SIR 23-02-2010.- “Alimentazione e idratazione, sotto qualunque forma, rappresentano sostegni vitali e pertanto non possono essere oggetto di dichiarazioni anticipate di trattamento. I sostegni vitali, infatti, sono inscritti all’interno dell’alleanza di cura, fondamento della relazione assistenziale”.

A ribadirlo è questa sera Lucio Romano, copresidente dell’Associazione Scienza & Vita, dopo l’approvazione da parte della Commissione Affari sociali della Camera di un emendamento al disegno di legge sulle dichiarazione anticipate di trattamento (testamento biologico), già approvato dal Senato, che prevede un'eccezione all'obbligo di alimentazione e idratazione artificiale nei casi in cui “le medesime risultino non più efficaci nel fornire al paziente i fattori nutrizionali necessari alle funzioni fisiologiche essenziali del corpo”.

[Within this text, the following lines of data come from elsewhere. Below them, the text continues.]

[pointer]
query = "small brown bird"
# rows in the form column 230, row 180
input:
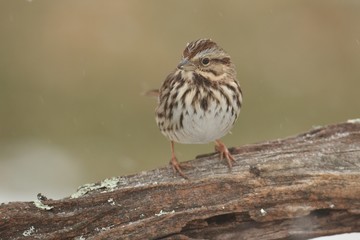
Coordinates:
column 200, row 100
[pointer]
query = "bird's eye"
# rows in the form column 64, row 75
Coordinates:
column 205, row 61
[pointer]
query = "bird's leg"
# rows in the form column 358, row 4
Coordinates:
column 174, row 162
column 224, row 152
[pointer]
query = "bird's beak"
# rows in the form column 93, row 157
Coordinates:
column 185, row 64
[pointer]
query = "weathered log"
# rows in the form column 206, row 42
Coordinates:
column 299, row 187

Nel testo non viene invece modificata la norma più contestata della legge, quella secondo cui l'alimentazione forzata non può essere oggetto di dichiarazione anticipata di trattamento, ribadita da Romano che conclude: “In scienza e coscienza la sospensione di alimentazione e idratazione non deve costituire in alcun caso una forma surrettizia di abbandono”.